Lara started having nightmares about six months after she arrived. Night after night, Harriet was woken up by Lara talking in her sleep. Once or twice she would screa
m or wake up crying. The first time Harriet tried to help her, but it scared her. She started running into her parents at the first noise.
‘Ah, Lara, you poor little mite.’ Her mother would cradle Lara, do that thing where she stroked her forehead until she fell asleep again. It lasted for more than a week sometimes, night after night. Harriet would hear the screaming and go and get her mother. Each time, her mother would come, hold Lara tight. Once she stayed for more than an hour, murmuring to Lara in a voice too soft for Harriet to hear.

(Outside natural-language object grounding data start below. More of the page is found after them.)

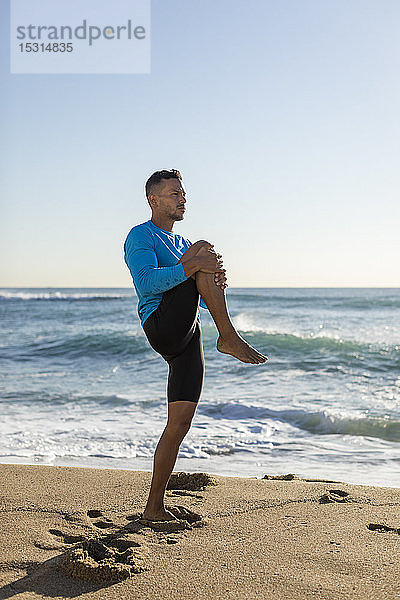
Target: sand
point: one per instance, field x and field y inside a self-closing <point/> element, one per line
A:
<point x="71" y="532"/>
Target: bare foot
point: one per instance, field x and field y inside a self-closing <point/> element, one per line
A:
<point x="164" y="515"/>
<point x="236" y="346"/>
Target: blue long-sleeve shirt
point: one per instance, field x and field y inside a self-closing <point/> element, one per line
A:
<point x="151" y="255"/>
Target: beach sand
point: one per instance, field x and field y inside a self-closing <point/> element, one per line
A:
<point x="235" y="537"/>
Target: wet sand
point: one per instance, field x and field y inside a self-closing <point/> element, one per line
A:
<point x="68" y="532"/>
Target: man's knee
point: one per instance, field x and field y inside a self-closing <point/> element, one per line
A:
<point x="179" y="427"/>
<point x="201" y="243"/>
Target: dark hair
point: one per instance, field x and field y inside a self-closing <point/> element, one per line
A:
<point x="158" y="176"/>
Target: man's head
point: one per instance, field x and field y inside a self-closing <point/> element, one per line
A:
<point x="165" y="195"/>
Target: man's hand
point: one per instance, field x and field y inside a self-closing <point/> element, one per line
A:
<point x="220" y="276"/>
<point x="205" y="259"/>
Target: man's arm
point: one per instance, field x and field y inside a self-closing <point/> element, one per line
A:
<point x="141" y="259"/>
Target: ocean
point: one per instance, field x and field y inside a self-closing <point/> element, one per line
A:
<point x="81" y="386"/>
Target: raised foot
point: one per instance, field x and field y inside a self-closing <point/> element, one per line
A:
<point x="238" y="347"/>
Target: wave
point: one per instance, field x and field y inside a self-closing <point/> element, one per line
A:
<point x="318" y="422"/>
<point x="91" y="345"/>
<point x="307" y="352"/>
<point x="320" y="349"/>
<point x="78" y="296"/>
<point x="319" y="299"/>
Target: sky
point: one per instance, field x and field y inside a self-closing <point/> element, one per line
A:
<point x="283" y="118"/>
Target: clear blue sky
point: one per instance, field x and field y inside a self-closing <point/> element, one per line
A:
<point x="283" y="118"/>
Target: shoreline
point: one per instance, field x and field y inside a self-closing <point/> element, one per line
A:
<point x="199" y="465"/>
<point x="256" y="538"/>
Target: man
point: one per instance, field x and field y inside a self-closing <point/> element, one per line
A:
<point x="171" y="277"/>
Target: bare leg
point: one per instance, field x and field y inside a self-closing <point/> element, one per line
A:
<point x="229" y="341"/>
<point x="180" y="414"/>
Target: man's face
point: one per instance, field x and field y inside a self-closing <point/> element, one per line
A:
<point x="171" y="199"/>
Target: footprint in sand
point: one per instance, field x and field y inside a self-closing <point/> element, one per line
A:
<point x="104" y="560"/>
<point x="382" y="528"/>
<point x="335" y="496"/>
<point x="102" y="524"/>
<point x="185" y="519"/>
<point x="117" y="556"/>
<point x="190" y="481"/>
<point x="67" y="538"/>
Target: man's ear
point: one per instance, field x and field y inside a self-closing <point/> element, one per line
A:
<point x="152" y="200"/>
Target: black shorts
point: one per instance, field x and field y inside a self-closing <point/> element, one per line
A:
<point x="174" y="332"/>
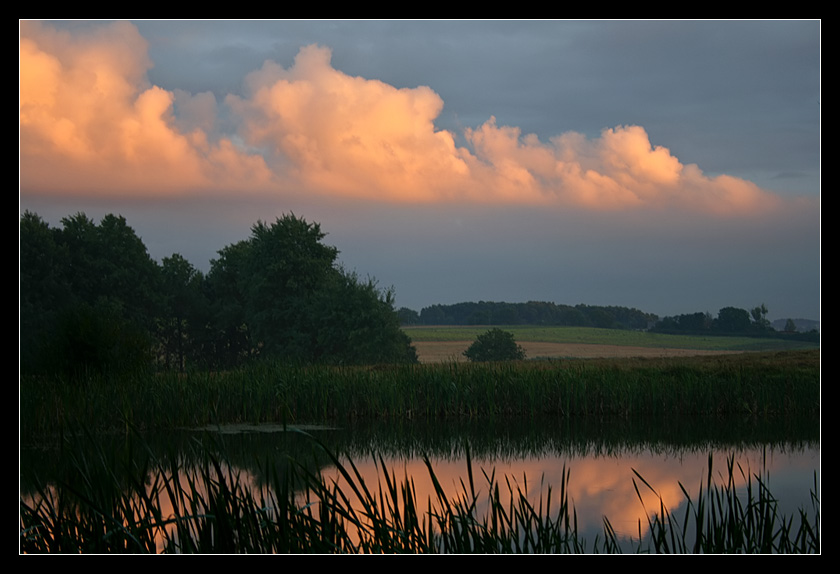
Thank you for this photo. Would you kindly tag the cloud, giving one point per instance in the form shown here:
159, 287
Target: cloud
90, 122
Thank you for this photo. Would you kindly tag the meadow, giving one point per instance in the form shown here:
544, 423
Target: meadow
593, 336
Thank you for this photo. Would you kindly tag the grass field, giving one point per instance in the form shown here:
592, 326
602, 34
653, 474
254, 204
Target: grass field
442, 343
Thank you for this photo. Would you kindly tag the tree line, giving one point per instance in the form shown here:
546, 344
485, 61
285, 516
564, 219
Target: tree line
729, 320
530, 313
93, 300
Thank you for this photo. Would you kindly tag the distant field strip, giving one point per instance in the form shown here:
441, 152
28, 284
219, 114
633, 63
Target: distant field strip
447, 343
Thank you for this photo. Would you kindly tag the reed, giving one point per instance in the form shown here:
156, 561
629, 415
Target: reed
754, 385
212, 508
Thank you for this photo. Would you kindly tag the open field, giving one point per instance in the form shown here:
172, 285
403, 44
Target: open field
444, 351
447, 343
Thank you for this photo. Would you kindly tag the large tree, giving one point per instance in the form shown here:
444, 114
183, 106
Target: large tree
281, 294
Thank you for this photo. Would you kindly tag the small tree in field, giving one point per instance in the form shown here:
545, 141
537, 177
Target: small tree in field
495, 345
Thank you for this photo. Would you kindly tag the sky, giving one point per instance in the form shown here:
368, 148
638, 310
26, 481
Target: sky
670, 166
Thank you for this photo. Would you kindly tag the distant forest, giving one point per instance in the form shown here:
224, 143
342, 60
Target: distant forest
729, 320
92, 300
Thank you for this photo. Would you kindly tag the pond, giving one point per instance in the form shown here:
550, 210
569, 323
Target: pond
615, 469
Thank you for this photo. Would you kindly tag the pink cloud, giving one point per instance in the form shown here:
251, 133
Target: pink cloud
90, 122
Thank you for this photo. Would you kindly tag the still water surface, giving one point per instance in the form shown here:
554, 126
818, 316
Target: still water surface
601, 460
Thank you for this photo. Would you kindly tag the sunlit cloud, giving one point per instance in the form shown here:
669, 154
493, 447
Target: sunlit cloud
90, 122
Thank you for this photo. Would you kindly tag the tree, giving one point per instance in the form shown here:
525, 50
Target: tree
184, 312
733, 320
759, 315
495, 345
281, 294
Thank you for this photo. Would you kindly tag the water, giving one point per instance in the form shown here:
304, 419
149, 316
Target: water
604, 459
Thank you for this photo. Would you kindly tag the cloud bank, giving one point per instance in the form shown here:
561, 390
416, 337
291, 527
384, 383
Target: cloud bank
91, 123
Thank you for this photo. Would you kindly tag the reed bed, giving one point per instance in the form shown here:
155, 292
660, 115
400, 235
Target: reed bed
212, 508
760, 384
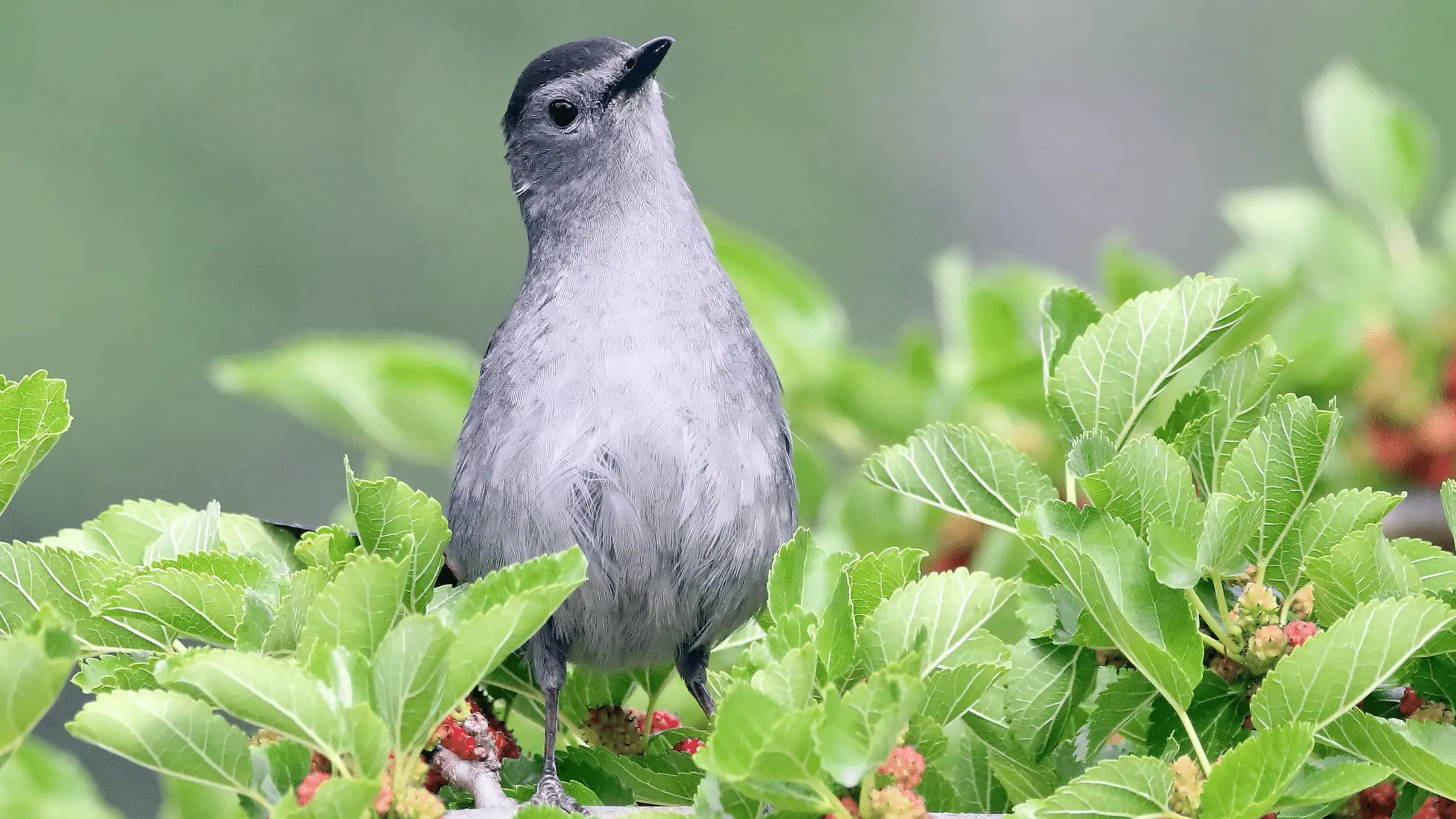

There was a break of three nights and then it happened again. Harriet had had enough. She put her pillow over her head and tried to block out the crying. It wasn’t until Lara was sobbing very loudly that her mother came in.
The next morning her mother sat down next to Harriet at the kitchen table while she was having breakfast. It was the weekend, so there was no school. Lara was outside with Austin, filling the bird feeder that hung on the plum tree. ‘Harriet, why didn’t you come and get me last night when Lara was crying?’
She kept eating her cornflakes. ‘I didn’t wake up.’
‘You must have. Please, Harriet, come and get me if Lara’s upset. You know we have to be kind to her.’
That was too much. She put down the spoon. ‘I am being kind. But you and Dad love her more than you love me now.’
‘Harriet, we don’t.’
‘Then you love her as much as you love me. And she just got here and I’m your real daughter and it’s not fair.’
She got up and ran away. She only got as far as the beach path. The sea scared her in wintertime. The waves sounded too noisy and sometimes people would appear, just when you thought the beach was empty. Some of the kids at school said there were even people who lived on the beach. She stood for a while by the grass path, near the swings and the barbecues.
She waited for more than ten minutes but no one came to look for her. When she slowly made her way back she saw her mum was now out with Austin and Lara, moving the bird feeder to a new place.
They hadn’t even noticed she was gone.
The first anniversary of Lara’s arrival came around. Their mother made an announcement over lunch a few days before. ‘I want Lara to have a special way of remembering her parents. So we’re going to have a little ceremony.’